Keeping in tune with annual tradition, Pepperdine Improv Troupe brought nonstop laughter to students and their families alike at this year’s Waves Weekend alumni show, held in Elkins Auditorium on Oct. 5.
The troupe’s director of improv Isabel Klein (’19) hosted the comedy show, guiding 11 current troupe members and seven troupe alumni through various theatrical games and improvised scenes, most of which relied on audience-given prompts.
In one scene, three performers acted out a love triangle in Waves Café. In another, four performers rotated through four two-actor scenes, each of them hastily swapping between playing two different roles.
“We have no idea of what’s going to happen, and then we just roll with it,” PIT President Nico Heard said.
Heard played the keyboard to comedic effect throughout the hour-long show. He played a hip-hop drumbeat during a team-based rap battle game and a ballpark organ tune whenever performers lost an improv version of “Categories.”

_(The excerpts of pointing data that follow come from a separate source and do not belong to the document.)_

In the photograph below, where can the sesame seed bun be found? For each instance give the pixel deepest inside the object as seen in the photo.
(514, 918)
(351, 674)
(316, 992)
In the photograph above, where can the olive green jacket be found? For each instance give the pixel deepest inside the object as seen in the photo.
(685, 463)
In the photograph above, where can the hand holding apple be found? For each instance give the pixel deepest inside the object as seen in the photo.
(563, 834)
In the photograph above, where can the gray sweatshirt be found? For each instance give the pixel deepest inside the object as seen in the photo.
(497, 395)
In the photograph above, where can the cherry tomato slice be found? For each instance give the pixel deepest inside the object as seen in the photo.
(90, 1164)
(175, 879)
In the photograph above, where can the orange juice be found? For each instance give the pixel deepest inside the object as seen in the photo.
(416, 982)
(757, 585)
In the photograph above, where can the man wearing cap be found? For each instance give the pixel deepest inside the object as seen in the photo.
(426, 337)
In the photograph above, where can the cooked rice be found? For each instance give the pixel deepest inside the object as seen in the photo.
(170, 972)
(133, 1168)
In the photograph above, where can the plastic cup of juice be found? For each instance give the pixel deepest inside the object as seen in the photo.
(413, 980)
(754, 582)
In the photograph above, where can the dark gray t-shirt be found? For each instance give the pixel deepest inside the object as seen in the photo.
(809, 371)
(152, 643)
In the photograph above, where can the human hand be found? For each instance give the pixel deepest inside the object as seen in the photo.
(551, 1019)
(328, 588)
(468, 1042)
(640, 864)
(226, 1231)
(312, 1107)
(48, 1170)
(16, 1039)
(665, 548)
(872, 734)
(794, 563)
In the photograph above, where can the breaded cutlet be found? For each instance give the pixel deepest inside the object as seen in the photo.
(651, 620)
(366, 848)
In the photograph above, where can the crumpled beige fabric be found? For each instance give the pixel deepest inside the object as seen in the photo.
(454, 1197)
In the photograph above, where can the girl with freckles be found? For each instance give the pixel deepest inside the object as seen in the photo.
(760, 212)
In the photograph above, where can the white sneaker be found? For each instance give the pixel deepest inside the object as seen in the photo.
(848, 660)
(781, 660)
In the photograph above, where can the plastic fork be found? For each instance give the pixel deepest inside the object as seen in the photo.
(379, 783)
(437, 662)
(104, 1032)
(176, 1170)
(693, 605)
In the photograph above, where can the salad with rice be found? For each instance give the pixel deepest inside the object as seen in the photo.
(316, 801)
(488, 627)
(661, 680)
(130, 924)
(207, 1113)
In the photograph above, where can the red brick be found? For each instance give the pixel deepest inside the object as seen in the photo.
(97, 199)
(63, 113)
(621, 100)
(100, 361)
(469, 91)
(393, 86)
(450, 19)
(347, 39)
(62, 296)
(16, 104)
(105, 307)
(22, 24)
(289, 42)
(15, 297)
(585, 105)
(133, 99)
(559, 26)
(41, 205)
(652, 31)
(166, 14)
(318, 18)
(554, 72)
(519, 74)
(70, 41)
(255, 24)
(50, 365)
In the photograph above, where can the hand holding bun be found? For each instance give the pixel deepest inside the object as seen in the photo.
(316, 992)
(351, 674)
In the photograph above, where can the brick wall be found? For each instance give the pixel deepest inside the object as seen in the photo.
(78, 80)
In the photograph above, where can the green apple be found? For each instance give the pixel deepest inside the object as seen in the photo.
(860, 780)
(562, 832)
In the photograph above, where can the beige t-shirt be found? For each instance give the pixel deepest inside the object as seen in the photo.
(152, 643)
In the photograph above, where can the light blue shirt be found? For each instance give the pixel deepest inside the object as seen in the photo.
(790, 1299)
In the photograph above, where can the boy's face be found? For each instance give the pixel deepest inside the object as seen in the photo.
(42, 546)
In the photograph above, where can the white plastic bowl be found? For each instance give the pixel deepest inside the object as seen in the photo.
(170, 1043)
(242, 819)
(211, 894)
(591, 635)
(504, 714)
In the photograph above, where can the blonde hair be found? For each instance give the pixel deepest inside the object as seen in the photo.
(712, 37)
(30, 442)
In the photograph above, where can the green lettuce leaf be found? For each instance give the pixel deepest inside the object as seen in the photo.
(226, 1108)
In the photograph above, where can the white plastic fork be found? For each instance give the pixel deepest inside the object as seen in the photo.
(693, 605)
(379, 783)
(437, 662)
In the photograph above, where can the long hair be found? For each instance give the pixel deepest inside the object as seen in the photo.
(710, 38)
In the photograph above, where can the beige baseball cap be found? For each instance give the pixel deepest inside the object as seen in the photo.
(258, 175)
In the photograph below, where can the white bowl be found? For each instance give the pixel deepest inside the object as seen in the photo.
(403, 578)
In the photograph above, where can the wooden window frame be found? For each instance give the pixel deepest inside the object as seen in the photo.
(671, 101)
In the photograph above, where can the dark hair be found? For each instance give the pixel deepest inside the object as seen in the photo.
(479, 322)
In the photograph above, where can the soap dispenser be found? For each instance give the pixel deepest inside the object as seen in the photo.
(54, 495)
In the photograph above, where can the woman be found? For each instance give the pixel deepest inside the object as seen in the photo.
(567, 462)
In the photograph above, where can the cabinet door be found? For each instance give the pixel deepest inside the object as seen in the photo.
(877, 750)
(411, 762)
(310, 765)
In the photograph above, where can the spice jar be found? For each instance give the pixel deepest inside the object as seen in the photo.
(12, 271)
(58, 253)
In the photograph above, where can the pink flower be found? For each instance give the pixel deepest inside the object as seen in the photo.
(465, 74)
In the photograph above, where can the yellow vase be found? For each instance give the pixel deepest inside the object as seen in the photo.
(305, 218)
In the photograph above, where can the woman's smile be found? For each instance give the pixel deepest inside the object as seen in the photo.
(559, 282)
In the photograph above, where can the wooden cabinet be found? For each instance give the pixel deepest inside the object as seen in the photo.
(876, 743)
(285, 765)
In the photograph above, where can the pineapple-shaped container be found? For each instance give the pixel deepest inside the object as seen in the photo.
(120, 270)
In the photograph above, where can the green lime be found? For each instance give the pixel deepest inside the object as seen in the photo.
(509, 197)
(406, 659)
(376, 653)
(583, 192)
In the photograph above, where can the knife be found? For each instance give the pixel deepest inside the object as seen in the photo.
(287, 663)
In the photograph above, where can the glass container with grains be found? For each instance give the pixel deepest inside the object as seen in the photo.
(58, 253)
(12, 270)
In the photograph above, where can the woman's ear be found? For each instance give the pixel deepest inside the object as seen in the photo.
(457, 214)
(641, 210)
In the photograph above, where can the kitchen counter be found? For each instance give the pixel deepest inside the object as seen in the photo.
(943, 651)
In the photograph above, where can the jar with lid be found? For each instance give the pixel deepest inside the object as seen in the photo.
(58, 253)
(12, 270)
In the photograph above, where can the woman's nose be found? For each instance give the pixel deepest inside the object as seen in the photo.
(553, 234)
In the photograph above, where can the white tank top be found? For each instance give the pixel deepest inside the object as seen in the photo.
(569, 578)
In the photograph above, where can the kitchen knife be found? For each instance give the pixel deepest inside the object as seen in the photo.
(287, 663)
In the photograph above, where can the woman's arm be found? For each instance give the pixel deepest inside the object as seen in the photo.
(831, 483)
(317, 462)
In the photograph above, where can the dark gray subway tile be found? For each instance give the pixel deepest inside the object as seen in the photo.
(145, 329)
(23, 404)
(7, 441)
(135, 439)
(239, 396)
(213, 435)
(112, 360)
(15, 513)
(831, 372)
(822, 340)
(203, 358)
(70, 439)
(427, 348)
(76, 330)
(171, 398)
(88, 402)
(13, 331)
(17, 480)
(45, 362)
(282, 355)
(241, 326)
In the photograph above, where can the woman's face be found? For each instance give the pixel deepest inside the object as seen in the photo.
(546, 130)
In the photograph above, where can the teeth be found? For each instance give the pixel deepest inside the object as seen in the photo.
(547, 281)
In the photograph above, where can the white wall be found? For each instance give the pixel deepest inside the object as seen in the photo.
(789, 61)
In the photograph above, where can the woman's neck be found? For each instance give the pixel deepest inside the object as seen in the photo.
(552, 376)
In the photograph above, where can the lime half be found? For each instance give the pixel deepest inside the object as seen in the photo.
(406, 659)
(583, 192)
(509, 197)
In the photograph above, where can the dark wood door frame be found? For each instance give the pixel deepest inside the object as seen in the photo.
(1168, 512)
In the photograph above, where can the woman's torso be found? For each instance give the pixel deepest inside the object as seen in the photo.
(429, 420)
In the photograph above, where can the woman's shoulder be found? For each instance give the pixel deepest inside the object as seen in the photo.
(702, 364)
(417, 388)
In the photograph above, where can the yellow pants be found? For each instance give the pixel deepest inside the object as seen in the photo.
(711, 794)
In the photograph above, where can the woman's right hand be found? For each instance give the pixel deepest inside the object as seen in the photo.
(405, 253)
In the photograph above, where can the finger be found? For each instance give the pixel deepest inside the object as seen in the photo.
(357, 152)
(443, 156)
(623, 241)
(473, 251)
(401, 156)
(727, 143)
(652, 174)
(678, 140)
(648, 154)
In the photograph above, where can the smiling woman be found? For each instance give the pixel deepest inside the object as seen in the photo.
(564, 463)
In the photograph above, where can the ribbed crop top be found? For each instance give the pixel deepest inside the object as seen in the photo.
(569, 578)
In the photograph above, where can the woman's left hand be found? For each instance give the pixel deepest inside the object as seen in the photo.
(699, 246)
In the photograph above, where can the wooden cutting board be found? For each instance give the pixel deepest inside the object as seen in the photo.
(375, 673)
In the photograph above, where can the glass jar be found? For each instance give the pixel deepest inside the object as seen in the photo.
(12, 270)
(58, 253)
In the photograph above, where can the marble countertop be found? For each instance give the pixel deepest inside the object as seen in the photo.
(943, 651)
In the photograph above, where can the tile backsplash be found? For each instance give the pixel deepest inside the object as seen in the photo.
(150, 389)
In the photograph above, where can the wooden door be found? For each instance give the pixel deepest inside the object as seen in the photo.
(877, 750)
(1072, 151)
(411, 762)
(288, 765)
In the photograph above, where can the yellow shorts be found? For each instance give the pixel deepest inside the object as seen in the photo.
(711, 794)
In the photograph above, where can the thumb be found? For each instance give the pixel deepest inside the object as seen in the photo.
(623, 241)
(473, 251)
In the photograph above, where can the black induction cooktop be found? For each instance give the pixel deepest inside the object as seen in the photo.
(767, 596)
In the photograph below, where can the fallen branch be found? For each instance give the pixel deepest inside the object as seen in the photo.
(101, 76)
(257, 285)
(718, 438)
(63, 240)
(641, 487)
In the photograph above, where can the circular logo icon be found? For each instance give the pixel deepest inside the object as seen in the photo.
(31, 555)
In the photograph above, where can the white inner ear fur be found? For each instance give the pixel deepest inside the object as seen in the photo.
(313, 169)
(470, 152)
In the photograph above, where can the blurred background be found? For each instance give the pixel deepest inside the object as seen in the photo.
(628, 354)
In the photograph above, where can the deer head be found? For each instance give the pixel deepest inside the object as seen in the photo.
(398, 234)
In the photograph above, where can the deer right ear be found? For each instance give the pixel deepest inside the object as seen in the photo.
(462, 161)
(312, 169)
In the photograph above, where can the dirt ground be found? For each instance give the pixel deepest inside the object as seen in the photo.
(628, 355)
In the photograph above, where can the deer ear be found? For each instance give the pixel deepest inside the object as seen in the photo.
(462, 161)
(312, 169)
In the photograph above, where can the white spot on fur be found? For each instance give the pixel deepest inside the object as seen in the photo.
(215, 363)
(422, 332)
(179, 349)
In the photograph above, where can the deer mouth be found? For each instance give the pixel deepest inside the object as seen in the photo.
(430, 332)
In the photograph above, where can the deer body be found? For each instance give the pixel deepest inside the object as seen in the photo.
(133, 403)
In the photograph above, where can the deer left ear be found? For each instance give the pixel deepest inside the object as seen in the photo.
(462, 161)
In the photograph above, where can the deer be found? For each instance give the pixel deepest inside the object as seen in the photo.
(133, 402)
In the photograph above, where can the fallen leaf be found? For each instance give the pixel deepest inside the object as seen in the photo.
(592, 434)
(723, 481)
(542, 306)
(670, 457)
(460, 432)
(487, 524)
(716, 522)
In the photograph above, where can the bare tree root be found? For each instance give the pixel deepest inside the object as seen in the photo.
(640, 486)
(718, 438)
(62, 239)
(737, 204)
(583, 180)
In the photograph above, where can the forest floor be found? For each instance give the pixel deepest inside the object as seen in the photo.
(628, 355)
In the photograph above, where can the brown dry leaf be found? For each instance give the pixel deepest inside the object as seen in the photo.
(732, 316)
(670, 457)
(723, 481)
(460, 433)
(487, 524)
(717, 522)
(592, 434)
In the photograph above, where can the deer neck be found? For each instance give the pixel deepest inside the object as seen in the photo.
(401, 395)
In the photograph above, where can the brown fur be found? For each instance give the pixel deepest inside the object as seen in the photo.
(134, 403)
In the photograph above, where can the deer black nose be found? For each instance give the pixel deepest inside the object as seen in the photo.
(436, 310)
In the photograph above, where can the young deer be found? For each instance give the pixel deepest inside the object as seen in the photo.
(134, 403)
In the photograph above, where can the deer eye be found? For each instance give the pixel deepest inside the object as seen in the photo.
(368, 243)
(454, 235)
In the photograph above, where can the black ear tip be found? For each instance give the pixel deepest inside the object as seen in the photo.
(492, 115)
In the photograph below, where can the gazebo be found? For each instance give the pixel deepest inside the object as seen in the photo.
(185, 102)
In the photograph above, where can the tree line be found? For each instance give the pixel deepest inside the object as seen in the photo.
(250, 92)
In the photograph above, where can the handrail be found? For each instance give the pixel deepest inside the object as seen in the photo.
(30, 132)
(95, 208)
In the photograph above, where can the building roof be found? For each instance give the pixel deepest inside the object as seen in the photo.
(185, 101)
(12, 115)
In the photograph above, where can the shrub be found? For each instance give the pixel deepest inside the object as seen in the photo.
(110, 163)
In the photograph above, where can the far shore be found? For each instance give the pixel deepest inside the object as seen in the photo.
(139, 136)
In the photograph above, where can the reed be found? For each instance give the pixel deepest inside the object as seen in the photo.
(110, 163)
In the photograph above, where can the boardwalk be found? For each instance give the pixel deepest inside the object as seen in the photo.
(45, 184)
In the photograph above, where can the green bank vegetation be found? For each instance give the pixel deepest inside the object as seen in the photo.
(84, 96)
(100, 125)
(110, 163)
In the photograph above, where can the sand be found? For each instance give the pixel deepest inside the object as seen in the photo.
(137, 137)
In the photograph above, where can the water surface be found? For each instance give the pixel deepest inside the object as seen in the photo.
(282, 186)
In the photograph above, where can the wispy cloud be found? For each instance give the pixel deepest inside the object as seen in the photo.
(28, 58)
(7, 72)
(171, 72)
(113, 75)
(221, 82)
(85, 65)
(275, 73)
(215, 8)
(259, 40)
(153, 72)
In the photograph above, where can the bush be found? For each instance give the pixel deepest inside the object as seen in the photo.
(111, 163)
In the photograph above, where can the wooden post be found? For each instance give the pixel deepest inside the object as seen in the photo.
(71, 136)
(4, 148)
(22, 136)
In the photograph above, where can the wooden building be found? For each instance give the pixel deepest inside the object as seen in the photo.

Between each scene, Klein asked audience members for input. For instance, the crowd was solicited for a “breaking news” story to be explained in a broadcast news segment. Klein settled on a scene suggestion where two Pepperdine students miraculously found parking on campus.
At another point in the show, a female audience member shouted “You’re hot!” at three performers before another audience member in the back then shouted “Not you, Kayla!” — directed toward one of the troupe’s alumni who was about to perform. He then explained his comment was poorly timed and unrelated, to which the cast integrated the moment into a musical number, drawing uproarious laughter from the crowd.
One of the games, called “new choice,” forced actors to reconsider their words in a criminal trial against a dog owner whose canine ate the defendant’s tube of chapstick.
The presiding judge, played by 2023 alum Sam Brock, said a doctor would be required to get it out. Klein yelled “New choice” repeatedly until Brock declared there would be no solution unless the dog pukes it up. Cole Wagner, the 2024 alum who played the dog, proceeded to mimic vomiting.
The show was the 2024 PIT crew’s first of the academic year. They currently have 14 members — the typical number, Heard said — including Heard and junior and Vice President Reece McDaniel.
“If you don’t know what PIT is, just come see it,” Heard said. “I think you’re gonna love it from the track record. Most people just don’t know that it’s as cool as it actually is, and that it’s as funny as it actually is, and also, laughter is good for your soul.”
Improv was introduced to Pepperdine in the mid-1990s, class of 1987 alum Dean Noble said. Shows were initially performed at university events by actors from Los Angeles Theatresports, now known as Impro Theatre, thanks to Noble’s planning as the group’s college outreach chair. It became a student organization in 2000.
PIT’s next show will be Halloween themed and held Oct. 25 in Elkins Auditorium. Admission will be free.